Now, let’s start training our BertClassifier!

set_seed(42)    # Set seed for reproducibility
bert_classifier, optimizer, scheduler = initialize_model(epochs=2)
train(bert_classifier, train_dataloader, val_dataloader, epochs=2, evaluation=True)

Start training...

 Epoch  |  Batch  |  Train Loss  |  Val Loss  |  Val Acc  |  Elapsed 
----------------------------------------------------------------------
   1    |   20    |   0.653637   |     -      |     -     |   4.99   
   1    |   40    |   0.517290   |     -      |     -     |   4.73   
   1    |   60    |   0.502695   |     -      |     -     |   4.68   
   1    |   80    |   0.495539   |     -      |     -     |   4.68   
   1    |   95    |   0.490748   |     -      |     -     |   3.44   
----------------------------------------------------------------------
   1    |    -    |   0.535397   |  0.466385  |   79.09   |   23.22  
----------------------------------------------------------------------


 Epoch  |  Batch  |  Train Loss  |  Val Loss  |  Val Acc  |  Elapsed 
----------------------------------------------------------------------
   2    |   20    |   0.336384   |     -      |     -     |   4.94   
   2    |   40    |   0.277895   |     -      |     -     |   4.76   
   2    |   60    |   0.314162   |     -      |     -     |   4.74   
   2    |   80    |   0.307749   |     -      |     -     |   4.71   
   2    |   95    |   0.307835   |     -      |     -     |   3.44   
----------------------------------------------------------------------
   2    |    -    |   0.309143   |  0.440339  |   82.56   |   23.30  
----------------------------------------------------------------------


Training complete!

3.4. Evaluation on Validation Set

# Compute predicted probabilities on the test set
# Please initialize function `bert_predict` by running the first cell in Section 4.2.
probs = bert_predict(bert_classifier, val_dataloader)

# Evaluate the Bert classifier
evaluate_roc(probs, y_val)

AUC: 0.9006
Accuracy: 82.65%

The Bert Classifer achieves 0.90 AUC score and 82.65% accuracy rate on the validation set.

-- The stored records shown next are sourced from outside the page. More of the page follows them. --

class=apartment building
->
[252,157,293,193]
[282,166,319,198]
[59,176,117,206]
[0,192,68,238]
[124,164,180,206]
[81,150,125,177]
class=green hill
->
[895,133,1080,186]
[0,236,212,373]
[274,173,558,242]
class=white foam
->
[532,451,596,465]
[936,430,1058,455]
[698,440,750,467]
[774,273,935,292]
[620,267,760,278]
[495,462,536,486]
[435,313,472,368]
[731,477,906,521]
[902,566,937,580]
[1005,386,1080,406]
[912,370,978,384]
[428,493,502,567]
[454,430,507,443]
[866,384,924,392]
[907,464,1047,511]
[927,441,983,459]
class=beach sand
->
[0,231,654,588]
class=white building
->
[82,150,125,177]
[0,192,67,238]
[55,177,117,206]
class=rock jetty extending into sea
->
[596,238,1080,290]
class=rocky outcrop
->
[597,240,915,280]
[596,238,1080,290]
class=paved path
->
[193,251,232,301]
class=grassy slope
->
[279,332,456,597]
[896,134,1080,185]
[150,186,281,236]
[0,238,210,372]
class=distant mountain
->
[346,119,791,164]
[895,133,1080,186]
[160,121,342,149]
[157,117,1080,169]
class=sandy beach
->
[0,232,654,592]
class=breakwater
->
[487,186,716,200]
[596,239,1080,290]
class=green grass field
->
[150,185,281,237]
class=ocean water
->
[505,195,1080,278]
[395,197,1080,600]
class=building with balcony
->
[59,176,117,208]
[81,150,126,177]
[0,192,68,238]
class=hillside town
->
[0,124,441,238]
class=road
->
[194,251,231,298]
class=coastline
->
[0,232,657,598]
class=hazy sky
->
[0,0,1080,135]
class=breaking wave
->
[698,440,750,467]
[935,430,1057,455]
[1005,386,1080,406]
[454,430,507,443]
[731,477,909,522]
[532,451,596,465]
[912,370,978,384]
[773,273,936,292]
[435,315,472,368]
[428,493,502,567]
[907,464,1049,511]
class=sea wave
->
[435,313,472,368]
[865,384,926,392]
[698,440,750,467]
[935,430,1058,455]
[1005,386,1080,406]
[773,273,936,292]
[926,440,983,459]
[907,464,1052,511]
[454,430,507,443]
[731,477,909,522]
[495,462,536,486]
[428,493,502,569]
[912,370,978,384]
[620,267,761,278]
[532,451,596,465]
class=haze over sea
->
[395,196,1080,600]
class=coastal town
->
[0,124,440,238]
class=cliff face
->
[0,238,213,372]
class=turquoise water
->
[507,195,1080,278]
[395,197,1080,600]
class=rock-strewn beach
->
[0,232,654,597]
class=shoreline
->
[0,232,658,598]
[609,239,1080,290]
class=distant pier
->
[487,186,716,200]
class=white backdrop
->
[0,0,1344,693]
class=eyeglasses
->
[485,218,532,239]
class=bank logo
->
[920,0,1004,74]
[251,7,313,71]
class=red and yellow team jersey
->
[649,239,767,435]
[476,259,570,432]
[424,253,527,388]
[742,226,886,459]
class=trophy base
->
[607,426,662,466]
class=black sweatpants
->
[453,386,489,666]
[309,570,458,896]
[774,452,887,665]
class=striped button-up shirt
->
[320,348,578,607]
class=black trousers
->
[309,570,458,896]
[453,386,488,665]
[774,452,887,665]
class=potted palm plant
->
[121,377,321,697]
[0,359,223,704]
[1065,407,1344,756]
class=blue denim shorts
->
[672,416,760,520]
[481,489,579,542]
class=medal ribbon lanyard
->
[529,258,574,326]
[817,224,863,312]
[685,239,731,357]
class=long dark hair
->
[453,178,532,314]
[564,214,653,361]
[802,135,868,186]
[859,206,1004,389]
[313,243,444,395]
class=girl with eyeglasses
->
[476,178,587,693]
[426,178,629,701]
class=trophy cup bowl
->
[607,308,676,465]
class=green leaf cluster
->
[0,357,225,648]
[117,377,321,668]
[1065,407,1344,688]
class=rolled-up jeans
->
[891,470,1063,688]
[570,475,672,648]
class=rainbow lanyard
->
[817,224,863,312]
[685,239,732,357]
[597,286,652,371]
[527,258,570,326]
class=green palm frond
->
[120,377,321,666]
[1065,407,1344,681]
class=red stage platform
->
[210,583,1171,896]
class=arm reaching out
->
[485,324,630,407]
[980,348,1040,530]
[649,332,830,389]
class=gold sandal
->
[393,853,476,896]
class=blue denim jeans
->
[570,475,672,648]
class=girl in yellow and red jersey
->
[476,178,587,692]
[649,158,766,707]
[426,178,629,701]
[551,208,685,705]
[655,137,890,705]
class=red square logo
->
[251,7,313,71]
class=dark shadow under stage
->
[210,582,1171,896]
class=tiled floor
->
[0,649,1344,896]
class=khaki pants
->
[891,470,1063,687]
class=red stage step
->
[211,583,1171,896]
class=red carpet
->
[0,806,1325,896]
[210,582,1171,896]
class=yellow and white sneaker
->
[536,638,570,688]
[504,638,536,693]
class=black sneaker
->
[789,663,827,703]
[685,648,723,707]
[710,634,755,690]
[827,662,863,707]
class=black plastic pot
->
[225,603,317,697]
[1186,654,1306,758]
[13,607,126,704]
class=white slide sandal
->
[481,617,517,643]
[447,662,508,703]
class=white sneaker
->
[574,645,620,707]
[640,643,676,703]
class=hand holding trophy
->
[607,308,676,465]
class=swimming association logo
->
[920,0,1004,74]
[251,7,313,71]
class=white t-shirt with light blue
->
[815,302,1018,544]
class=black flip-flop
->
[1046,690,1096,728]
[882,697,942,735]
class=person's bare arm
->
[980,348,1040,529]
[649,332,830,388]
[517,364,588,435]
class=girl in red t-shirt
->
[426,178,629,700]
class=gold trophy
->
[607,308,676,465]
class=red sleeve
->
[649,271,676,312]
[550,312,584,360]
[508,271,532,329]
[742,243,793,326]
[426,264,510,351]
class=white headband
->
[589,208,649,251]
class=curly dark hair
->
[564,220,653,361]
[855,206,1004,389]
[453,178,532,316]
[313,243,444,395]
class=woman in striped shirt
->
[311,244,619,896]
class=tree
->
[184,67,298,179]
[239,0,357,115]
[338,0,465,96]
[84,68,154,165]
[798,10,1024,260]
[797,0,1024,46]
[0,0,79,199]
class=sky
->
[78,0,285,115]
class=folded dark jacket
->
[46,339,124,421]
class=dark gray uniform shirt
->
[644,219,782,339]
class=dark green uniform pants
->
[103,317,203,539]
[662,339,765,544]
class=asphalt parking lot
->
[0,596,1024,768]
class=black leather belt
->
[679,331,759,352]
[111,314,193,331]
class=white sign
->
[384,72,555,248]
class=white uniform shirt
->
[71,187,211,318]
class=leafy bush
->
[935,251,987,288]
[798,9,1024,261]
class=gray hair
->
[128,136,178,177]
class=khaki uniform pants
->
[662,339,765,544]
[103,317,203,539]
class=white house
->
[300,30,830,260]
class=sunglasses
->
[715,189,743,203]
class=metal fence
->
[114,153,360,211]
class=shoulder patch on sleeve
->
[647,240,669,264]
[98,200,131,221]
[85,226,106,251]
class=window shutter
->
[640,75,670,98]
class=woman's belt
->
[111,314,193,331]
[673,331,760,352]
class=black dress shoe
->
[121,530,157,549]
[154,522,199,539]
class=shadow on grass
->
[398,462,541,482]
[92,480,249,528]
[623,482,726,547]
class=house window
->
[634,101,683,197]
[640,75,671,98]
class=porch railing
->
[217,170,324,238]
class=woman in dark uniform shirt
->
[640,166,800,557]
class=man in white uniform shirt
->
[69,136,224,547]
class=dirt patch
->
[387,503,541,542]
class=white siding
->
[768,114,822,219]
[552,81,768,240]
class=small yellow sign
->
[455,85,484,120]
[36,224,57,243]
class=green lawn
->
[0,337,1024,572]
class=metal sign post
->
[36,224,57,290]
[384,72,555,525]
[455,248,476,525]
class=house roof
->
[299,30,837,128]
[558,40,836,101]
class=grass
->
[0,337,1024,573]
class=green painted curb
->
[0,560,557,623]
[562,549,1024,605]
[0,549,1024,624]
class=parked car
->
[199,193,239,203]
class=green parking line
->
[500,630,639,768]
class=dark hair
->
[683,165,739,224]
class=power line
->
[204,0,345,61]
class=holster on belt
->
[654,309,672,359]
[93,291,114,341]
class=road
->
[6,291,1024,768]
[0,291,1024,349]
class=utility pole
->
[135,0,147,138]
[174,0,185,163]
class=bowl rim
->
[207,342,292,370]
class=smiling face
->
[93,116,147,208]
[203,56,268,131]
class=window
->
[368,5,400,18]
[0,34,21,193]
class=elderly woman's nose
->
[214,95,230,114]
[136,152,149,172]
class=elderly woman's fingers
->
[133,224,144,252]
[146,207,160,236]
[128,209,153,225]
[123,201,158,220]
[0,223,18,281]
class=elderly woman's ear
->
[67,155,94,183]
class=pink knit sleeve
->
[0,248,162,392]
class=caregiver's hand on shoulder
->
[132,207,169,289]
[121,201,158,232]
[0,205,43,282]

This result is 10 points better than the baseline method.

3.5. Train Our Model on the Entire Training Data

# Concatenate the train set and the validation set
full_train_data = torch.utils.data.ConcatDataset([train_data, val_data])
full_train_sampler = RandomSampler(full_train_data)
full_train_dataloader = DataLoader(full_train_data, sampler=full_train_sampler, batch_size=32)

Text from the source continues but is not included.